The weighing process is crucial in the manufacture of analytical instruments. Its accuracy and precision are critical to the quality of the products. However, there are a number of problems associated with manual weighing of small samples. Here are some tips to help you automate this process. First, decide who will perform the weighing process. It may be a CRO or an internal contractor. Different permission levels can help manage authorisations and options.
Weighing is the most accurate measurement method. It can measure dry bulk materials, flowrates, and other materials without volumetric correction factors. It also doesn’t involve contact with the material. As a result, it’s the widely accepted method for weighing packaged products. This process is suitable for measuring dry bulk materials and corrosive materials. This technology also prevents contamination. However, it can also damage the weighing system.
In a typical batching process, load cells are used to monitor the weight of up to 400 pounds of material. This requires three 200-pound load cells suspended from the hopper. This configuration allows for vessel expansion and contraction caused by changes in temperature. The load cell monitors the weight of the material often enough to detect even minute changes. Temperature effects on the output of the process are also taken into consideration. The process should be budget-conscious.

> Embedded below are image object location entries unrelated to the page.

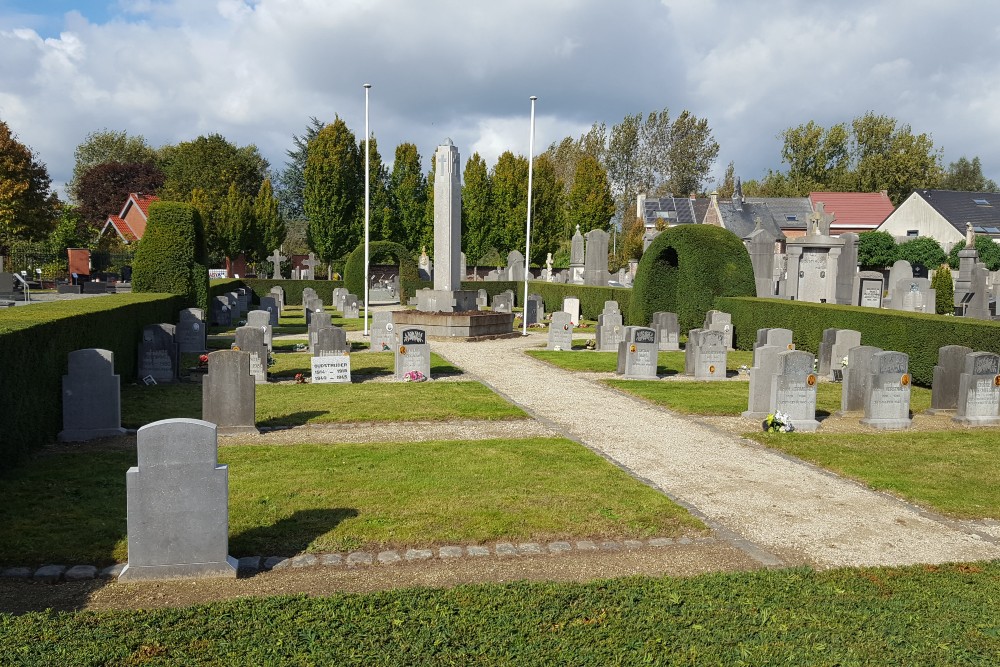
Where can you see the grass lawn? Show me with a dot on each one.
(297, 404)
(70, 507)
(670, 363)
(730, 398)
(954, 472)
(932, 615)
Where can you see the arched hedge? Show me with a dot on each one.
(379, 252)
(683, 271)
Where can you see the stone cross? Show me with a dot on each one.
(276, 259)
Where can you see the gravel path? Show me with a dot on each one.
(790, 511)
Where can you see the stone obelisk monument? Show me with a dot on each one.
(447, 295)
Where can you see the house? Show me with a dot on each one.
(943, 215)
(854, 212)
(130, 223)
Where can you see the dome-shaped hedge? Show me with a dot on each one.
(683, 271)
(379, 252)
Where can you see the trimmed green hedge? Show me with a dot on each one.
(683, 271)
(34, 343)
(378, 253)
(917, 334)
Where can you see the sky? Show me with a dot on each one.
(255, 71)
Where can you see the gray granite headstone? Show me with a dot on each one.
(947, 372)
(887, 399)
(91, 397)
(178, 504)
(793, 389)
(251, 339)
(638, 354)
(979, 390)
(668, 330)
(413, 351)
(856, 378)
(191, 331)
(560, 332)
(158, 353)
(228, 395)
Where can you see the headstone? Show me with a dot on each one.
(947, 374)
(413, 351)
(534, 309)
(638, 354)
(158, 353)
(228, 395)
(178, 504)
(261, 319)
(560, 331)
(716, 320)
(251, 339)
(856, 378)
(667, 330)
(793, 389)
(887, 399)
(191, 331)
(383, 335)
(571, 305)
(267, 303)
(765, 367)
(979, 390)
(91, 397)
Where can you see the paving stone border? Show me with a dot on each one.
(250, 565)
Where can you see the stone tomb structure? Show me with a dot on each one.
(560, 332)
(638, 354)
(91, 397)
(947, 374)
(228, 397)
(413, 351)
(979, 390)
(887, 396)
(158, 353)
(178, 504)
(668, 331)
(793, 389)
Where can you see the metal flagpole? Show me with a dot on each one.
(367, 199)
(527, 236)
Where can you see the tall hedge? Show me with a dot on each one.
(35, 341)
(917, 334)
(382, 252)
(685, 269)
(170, 257)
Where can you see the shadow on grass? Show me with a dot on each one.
(290, 535)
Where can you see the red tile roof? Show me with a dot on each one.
(855, 210)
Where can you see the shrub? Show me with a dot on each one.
(685, 269)
(170, 257)
(379, 252)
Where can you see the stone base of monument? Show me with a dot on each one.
(226, 569)
(469, 325)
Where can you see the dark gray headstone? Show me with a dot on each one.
(228, 395)
(91, 397)
(178, 504)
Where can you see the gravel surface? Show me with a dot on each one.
(789, 509)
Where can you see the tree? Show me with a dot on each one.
(408, 193)
(944, 291)
(334, 192)
(922, 251)
(876, 250)
(28, 209)
(967, 176)
(478, 230)
(103, 189)
(589, 204)
(106, 146)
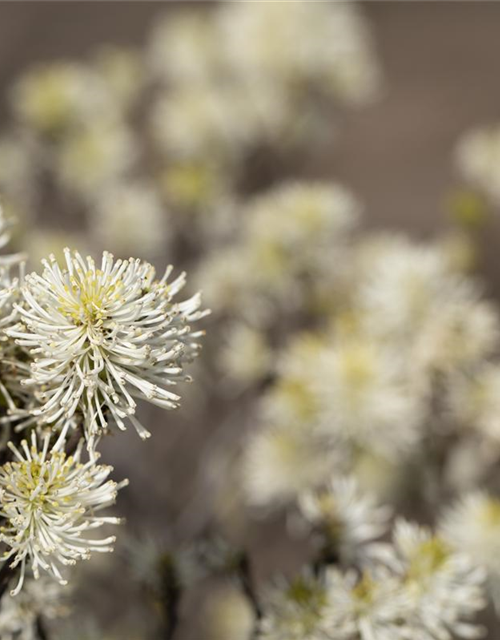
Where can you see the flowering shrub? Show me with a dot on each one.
(347, 487)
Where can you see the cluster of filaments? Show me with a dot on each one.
(80, 344)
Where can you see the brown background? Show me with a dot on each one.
(441, 61)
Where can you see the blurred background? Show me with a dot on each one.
(435, 67)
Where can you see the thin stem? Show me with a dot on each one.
(170, 598)
(41, 629)
(248, 586)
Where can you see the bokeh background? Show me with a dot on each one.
(440, 66)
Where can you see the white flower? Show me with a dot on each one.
(478, 160)
(366, 398)
(49, 501)
(474, 401)
(409, 295)
(19, 615)
(184, 48)
(282, 462)
(294, 611)
(94, 156)
(128, 216)
(348, 518)
(472, 526)
(102, 336)
(402, 285)
(300, 222)
(335, 53)
(203, 122)
(370, 606)
(445, 587)
(52, 97)
(226, 615)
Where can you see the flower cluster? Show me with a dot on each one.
(419, 588)
(102, 335)
(79, 343)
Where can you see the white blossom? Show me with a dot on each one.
(445, 587)
(102, 336)
(478, 158)
(50, 502)
(19, 615)
(472, 526)
(370, 606)
(349, 519)
(295, 611)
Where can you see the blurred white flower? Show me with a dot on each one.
(93, 156)
(102, 336)
(474, 401)
(52, 97)
(445, 587)
(295, 611)
(282, 462)
(370, 606)
(198, 122)
(184, 48)
(128, 217)
(323, 44)
(348, 518)
(365, 398)
(49, 501)
(19, 615)
(472, 526)
(478, 160)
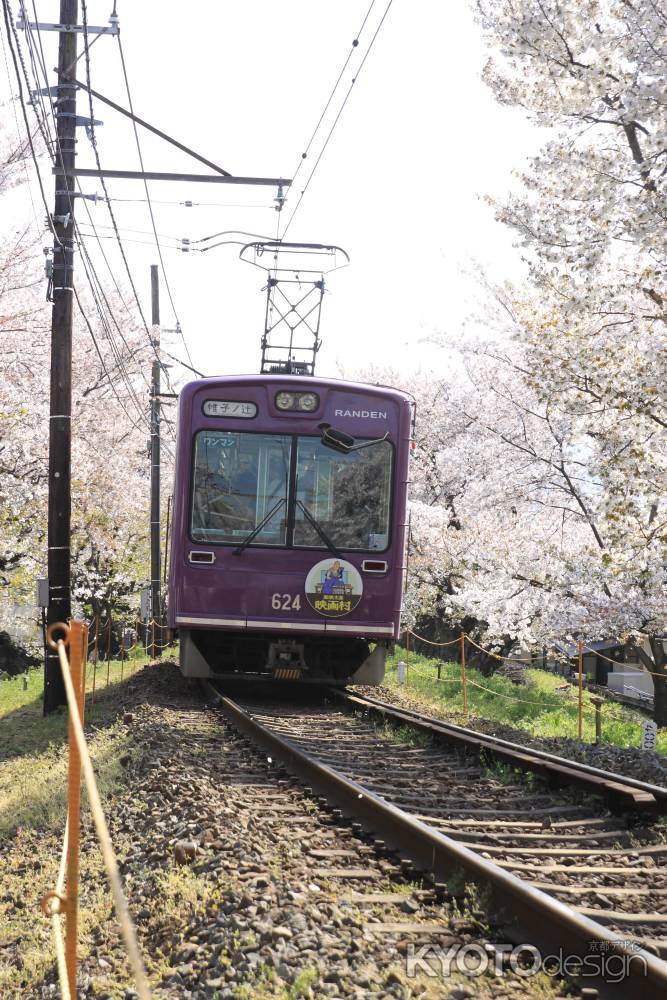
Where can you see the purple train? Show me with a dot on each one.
(289, 527)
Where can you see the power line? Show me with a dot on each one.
(7, 18)
(150, 207)
(354, 45)
(337, 118)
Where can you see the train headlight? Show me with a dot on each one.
(285, 400)
(307, 401)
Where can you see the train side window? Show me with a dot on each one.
(237, 479)
(348, 495)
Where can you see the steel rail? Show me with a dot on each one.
(622, 792)
(526, 914)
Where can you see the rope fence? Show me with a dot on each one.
(65, 901)
(465, 681)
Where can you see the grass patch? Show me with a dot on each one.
(23, 727)
(545, 707)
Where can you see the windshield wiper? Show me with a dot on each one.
(253, 534)
(320, 530)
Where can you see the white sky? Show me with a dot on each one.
(400, 186)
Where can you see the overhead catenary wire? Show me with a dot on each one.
(337, 119)
(150, 207)
(9, 27)
(93, 142)
(51, 145)
(355, 43)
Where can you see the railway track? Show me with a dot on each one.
(561, 870)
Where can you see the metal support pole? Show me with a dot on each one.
(581, 688)
(60, 419)
(407, 654)
(78, 648)
(156, 602)
(598, 702)
(97, 655)
(108, 649)
(464, 679)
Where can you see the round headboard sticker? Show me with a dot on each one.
(334, 587)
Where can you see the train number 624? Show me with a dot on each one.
(286, 602)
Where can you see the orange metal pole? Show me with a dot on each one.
(78, 636)
(581, 686)
(96, 658)
(464, 679)
(108, 648)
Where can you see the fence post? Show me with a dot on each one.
(407, 654)
(78, 637)
(598, 702)
(581, 687)
(108, 648)
(96, 658)
(464, 679)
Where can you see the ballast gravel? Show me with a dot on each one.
(242, 886)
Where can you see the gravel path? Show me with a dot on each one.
(243, 886)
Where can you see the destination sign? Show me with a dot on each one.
(230, 408)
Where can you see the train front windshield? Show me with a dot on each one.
(244, 482)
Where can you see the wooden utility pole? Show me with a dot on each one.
(156, 603)
(60, 421)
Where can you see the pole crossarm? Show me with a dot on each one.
(146, 125)
(153, 175)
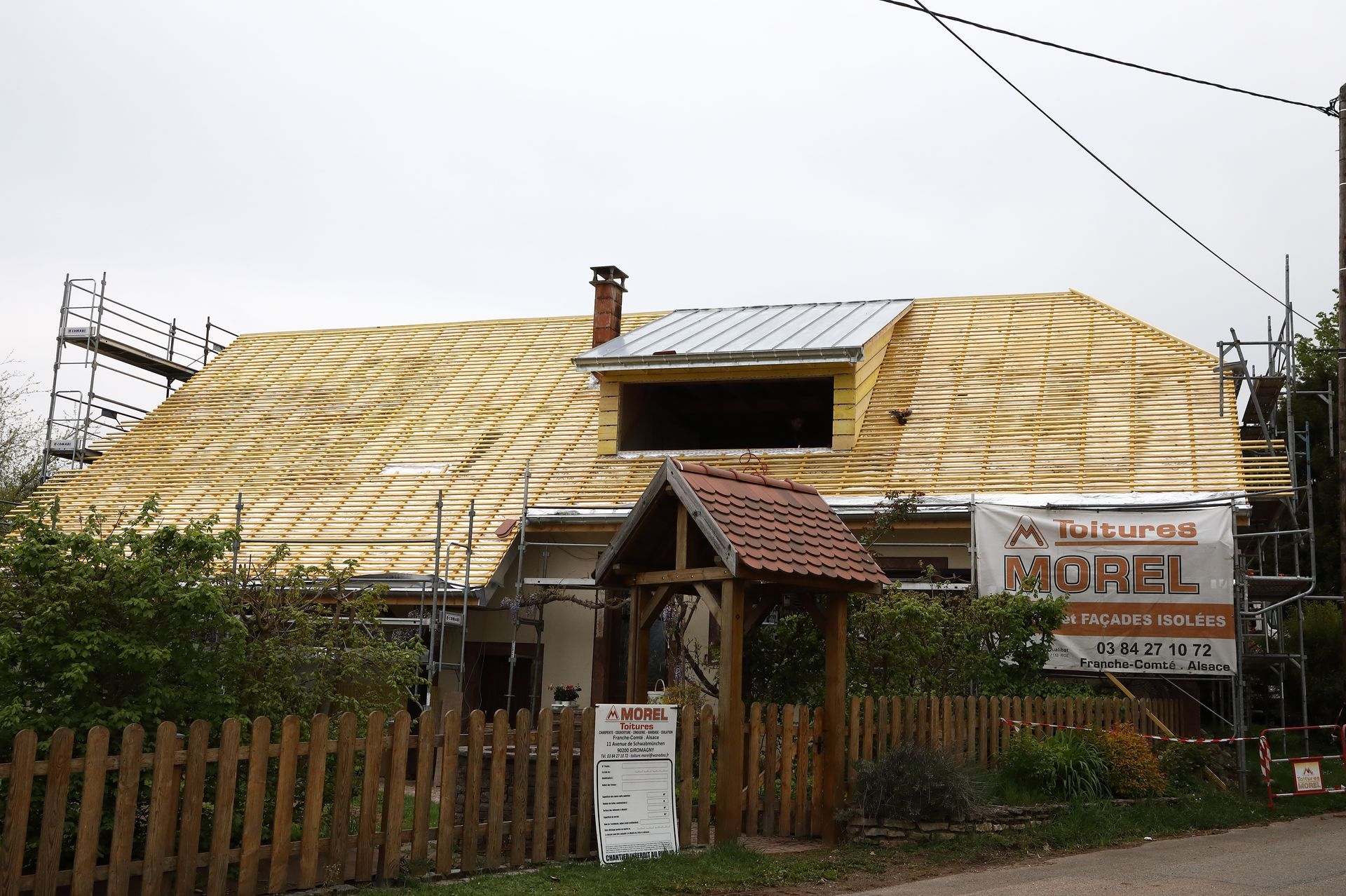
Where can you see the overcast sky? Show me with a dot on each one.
(320, 165)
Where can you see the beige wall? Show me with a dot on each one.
(569, 630)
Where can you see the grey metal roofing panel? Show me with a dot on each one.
(756, 334)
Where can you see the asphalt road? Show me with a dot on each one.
(1305, 857)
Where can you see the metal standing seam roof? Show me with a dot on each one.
(757, 334)
(778, 527)
(352, 433)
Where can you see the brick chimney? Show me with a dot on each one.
(609, 284)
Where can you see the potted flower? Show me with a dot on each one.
(564, 696)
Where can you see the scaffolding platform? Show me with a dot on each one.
(1264, 395)
(1278, 587)
(115, 362)
(127, 353)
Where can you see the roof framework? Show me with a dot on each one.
(351, 433)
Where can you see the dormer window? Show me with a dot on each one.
(733, 380)
(728, 414)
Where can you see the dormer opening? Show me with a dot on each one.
(730, 414)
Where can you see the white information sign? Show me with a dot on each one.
(634, 749)
(1151, 591)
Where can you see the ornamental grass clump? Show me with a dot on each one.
(1063, 766)
(1134, 768)
(917, 783)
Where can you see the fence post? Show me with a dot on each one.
(315, 768)
(449, 794)
(585, 825)
(163, 809)
(541, 785)
(193, 796)
(90, 812)
(286, 775)
(17, 812)
(519, 808)
(53, 825)
(344, 782)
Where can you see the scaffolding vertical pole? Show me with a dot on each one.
(468, 588)
(1341, 355)
(55, 380)
(86, 421)
(433, 665)
(519, 595)
(238, 531)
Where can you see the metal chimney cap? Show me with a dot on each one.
(609, 272)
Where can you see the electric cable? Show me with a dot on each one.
(1110, 168)
(1330, 109)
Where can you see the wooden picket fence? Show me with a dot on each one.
(971, 727)
(355, 799)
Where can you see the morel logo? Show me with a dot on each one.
(1026, 531)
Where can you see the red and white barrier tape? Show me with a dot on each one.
(1177, 740)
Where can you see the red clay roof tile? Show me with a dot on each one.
(782, 527)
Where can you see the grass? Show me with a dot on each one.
(733, 868)
(728, 868)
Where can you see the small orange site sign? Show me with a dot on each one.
(1309, 777)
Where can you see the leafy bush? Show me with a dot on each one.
(1182, 764)
(941, 642)
(917, 783)
(1132, 766)
(1063, 766)
(130, 620)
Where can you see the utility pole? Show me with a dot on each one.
(1341, 355)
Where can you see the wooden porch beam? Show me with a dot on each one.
(653, 606)
(667, 576)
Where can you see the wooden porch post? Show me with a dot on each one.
(639, 650)
(728, 810)
(834, 716)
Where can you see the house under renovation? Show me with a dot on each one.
(480, 468)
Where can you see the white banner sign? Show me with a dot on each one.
(634, 749)
(1151, 591)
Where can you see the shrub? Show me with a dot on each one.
(1182, 764)
(1132, 766)
(1063, 766)
(916, 783)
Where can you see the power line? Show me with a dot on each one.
(1110, 168)
(1328, 109)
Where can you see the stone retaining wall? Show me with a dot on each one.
(888, 831)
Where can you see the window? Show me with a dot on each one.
(727, 414)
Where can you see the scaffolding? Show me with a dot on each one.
(1275, 559)
(112, 360)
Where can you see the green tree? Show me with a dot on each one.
(314, 644)
(944, 642)
(127, 620)
(114, 623)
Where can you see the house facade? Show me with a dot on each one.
(531, 439)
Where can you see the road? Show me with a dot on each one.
(1305, 857)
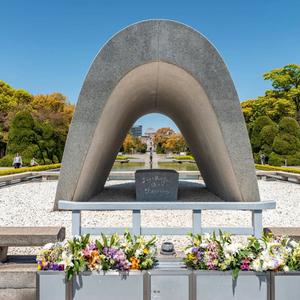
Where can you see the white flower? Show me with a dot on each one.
(256, 265)
(138, 252)
(203, 245)
(293, 243)
(67, 259)
(48, 246)
(232, 248)
(188, 250)
(286, 268)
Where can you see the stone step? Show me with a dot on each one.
(292, 232)
(30, 236)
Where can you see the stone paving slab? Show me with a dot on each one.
(30, 236)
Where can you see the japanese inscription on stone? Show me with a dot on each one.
(156, 185)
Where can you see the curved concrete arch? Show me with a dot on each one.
(166, 67)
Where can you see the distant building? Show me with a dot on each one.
(147, 138)
(136, 130)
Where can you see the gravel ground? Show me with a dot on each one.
(30, 204)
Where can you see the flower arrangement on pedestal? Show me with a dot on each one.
(205, 252)
(219, 252)
(81, 253)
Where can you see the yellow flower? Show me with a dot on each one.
(93, 260)
(134, 263)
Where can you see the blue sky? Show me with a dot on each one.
(48, 46)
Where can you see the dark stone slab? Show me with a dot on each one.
(156, 185)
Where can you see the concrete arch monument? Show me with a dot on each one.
(166, 67)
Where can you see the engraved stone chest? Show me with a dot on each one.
(156, 185)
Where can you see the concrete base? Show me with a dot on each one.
(18, 280)
(18, 294)
(3, 254)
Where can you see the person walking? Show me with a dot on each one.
(33, 162)
(17, 162)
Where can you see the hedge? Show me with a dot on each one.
(29, 169)
(184, 157)
(271, 168)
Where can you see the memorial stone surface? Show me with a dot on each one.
(156, 185)
(165, 67)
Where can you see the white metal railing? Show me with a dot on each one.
(256, 209)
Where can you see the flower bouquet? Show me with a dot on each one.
(219, 252)
(81, 253)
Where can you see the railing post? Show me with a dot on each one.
(76, 222)
(257, 223)
(197, 221)
(136, 222)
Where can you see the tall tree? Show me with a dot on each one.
(286, 85)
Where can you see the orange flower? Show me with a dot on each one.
(134, 263)
(93, 259)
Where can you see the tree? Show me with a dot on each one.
(287, 141)
(286, 84)
(258, 135)
(274, 108)
(128, 143)
(161, 137)
(175, 143)
(132, 143)
(23, 135)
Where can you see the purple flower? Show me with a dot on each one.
(195, 250)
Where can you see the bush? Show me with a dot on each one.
(266, 138)
(184, 157)
(276, 160)
(293, 160)
(285, 144)
(258, 125)
(29, 169)
(289, 125)
(7, 160)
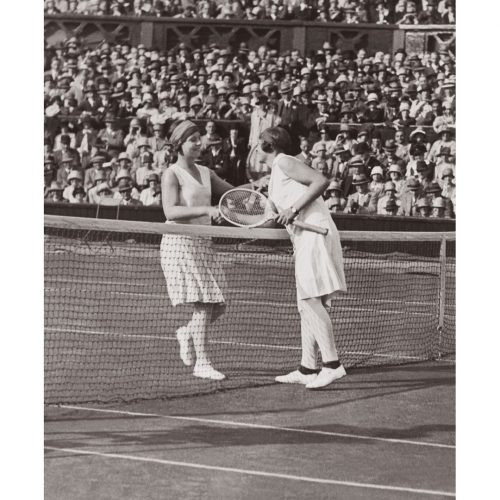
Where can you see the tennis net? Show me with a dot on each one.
(110, 328)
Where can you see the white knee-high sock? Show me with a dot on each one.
(316, 331)
(197, 328)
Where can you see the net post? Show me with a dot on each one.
(442, 294)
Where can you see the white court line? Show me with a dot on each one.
(223, 342)
(252, 472)
(262, 426)
(233, 290)
(250, 302)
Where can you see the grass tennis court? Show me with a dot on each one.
(380, 433)
(112, 366)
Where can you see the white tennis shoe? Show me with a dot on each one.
(207, 371)
(296, 377)
(326, 376)
(186, 348)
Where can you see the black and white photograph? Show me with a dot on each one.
(248, 260)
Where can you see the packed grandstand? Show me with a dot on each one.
(380, 125)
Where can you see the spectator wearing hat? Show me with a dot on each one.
(386, 199)
(409, 198)
(75, 180)
(403, 117)
(376, 185)
(423, 208)
(96, 163)
(305, 151)
(135, 136)
(445, 141)
(91, 102)
(408, 15)
(360, 202)
(148, 110)
(124, 163)
(287, 107)
(146, 168)
(235, 149)
(67, 151)
(210, 134)
(395, 174)
(105, 195)
(322, 162)
(448, 184)
(258, 121)
(164, 158)
(67, 165)
(216, 159)
(78, 195)
(54, 193)
(389, 157)
(417, 152)
(430, 14)
(432, 191)
(66, 129)
(402, 147)
(86, 138)
(365, 153)
(341, 157)
(124, 191)
(443, 161)
(373, 113)
(136, 151)
(92, 195)
(158, 142)
(438, 206)
(152, 194)
(124, 173)
(112, 136)
(425, 173)
(445, 120)
(324, 140)
(334, 197)
(49, 173)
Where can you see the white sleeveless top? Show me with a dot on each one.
(192, 193)
(319, 268)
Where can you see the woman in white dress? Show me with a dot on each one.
(295, 189)
(191, 270)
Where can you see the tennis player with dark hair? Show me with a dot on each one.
(296, 189)
(191, 270)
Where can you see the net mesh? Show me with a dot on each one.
(245, 207)
(110, 326)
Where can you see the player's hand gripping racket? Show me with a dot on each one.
(247, 208)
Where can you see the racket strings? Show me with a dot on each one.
(244, 207)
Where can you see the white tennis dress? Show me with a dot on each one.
(189, 264)
(319, 268)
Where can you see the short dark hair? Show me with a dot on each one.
(275, 139)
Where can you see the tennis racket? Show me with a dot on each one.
(247, 208)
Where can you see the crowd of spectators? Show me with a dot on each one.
(108, 112)
(338, 11)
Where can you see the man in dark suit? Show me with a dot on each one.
(409, 199)
(91, 103)
(305, 152)
(67, 151)
(236, 151)
(216, 159)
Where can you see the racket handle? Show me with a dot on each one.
(310, 227)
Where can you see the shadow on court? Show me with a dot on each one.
(380, 433)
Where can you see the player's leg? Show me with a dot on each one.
(198, 327)
(308, 369)
(321, 328)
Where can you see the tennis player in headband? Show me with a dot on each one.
(191, 270)
(295, 189)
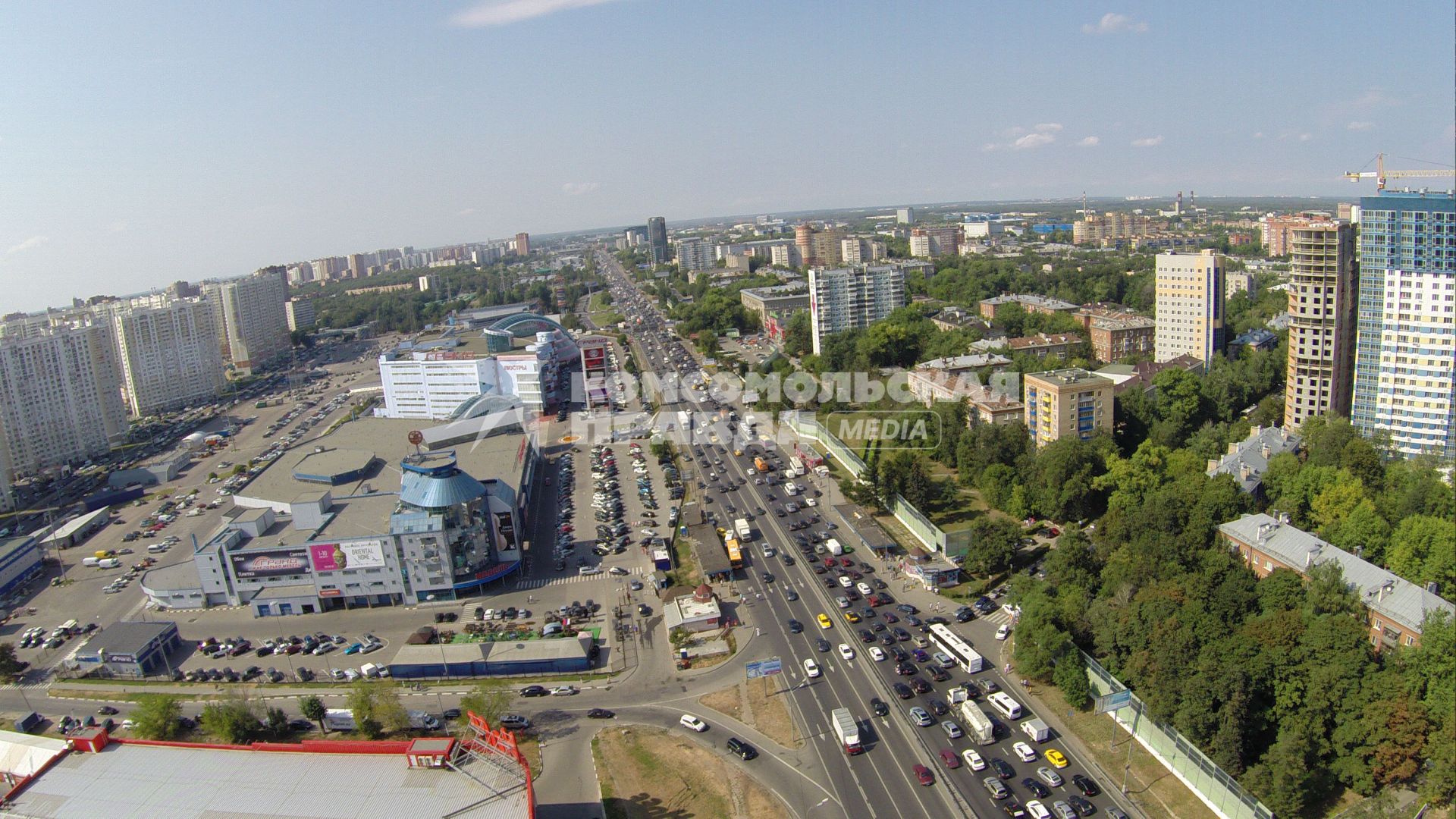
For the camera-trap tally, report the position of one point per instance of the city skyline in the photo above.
(140, 149)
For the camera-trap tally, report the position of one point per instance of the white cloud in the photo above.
(1033, 140)
(30, 243)
(1116, 24)
(507, 12)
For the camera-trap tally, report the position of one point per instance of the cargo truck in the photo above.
(742, 526)
(848, 730)
(979, 727)
(1037, 730)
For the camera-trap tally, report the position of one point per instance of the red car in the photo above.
(924, 774)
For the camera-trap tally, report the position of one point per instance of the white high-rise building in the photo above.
(1188, 305)
(251, 318)
(60, 400)
(169, 356)
(852, 297)
(695, 254)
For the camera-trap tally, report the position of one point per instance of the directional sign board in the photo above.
(1112, 701)
(764, 668)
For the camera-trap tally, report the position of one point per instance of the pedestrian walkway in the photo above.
(565, 579)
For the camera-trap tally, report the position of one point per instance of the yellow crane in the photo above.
(1381, 174)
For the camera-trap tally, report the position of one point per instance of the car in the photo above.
(742, 749)
(996, 787)
(1036, 787)
(924, 774)
(1085, 784)
(1049, 776)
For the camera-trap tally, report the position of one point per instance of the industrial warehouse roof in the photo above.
(143, 781)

Manual weighing processes are indispensable in many facilities. The human element adds flexibility to these systems, allowing companies to adapt quickly to changing markets. However, manual weighing has several inefficiencies. Automated process control systems such as the Mettler Toledo ICS series reduce these variables while still preserving the flexibility of manual processes. ICS mode, for instance, allows rapid portioning without manual zeroing. The ICS mode eliminates the need for tare weights and keys, which can decrease accuracy.
Automatic dispensing systems also known as loss-in-weight are a convenient way to accurately weigh chemicals. This system uses load points and platform scales to sequentially fill empty containers, stationary vessels, and process equipment. The net weight of the material dispensed is displayed. Several speeds can be used, ensuring accuracy of measurements. This process is also useful in pharmaceutical production. When using liquids in process equipment, it is important to keep the weighing process accurate.
When weighing small amounts of samples, it is essential to use disposable gloves, a head cap, and a face mask. To avoid any possible contamination, you should also record the result directly in your lab notebook or print weight slips. These weighing processes are critical to the accuracy of your analytical determinations. A clean and dry balance is essential for accurate results. For this process, you should avoid using butter paper, which introduces errors.
Temperature changes affect the weighing process. In some cases, it can make load cells sensitive to temperature fluctuations. Fortunately, most load cells have temperature compensation. However, outdoor weigh vessels can experience huge temperature changes. The daytime temperature can heat them up quickly, while nighttime temperatures may be cold and vice-versa. Moreover, seasonal temperatures can cause the weighing process to be inaccurate. To avoid this problem, you should make sure to use temperature-compensated load cells and temperature-sensitive mounting hardware.
Another important factor to consider is the environment. A pressurized plant floor can have substantial impacts on the weighing process, as it differs from the ambient pressure floor. To minimize this effect, it is recommended that the weighing vessel is installed somewhere where the pressurization is constant. It is advisable to calibrate the load cells to match the pressurized floor’s constant pressure level. This will avoid unwanted side loads on the load cells, which can impair the accuracy of the weighing process.
As you can see, there are several aspects to weighing that can have a dramatic effect on the quality of the finished product. Inaccuracies in the weighing process can affect the consistency of a blend of ingredients and the correct potency of the final product. A consistent weighing process can reduce these risks and ensure high-quality products. Therefore, it is crucial to consider all aspects of weighing when designing a process according to QbD principles.
The weighing system is susceptible to electrical noise. This can be due to lightning, radio transmitters, or other sources of electrical noise. An isolated NEMA-rated junction box and a strain-gauge area can prevent the effects of such noise. To minimize these effects, it is essential to use a hermetically sealed strain-gauge area. Cable entry points should be welded closed. Further, if the weighing system has a high-quality load cell, it will eliminate any problems associated with electrical noise.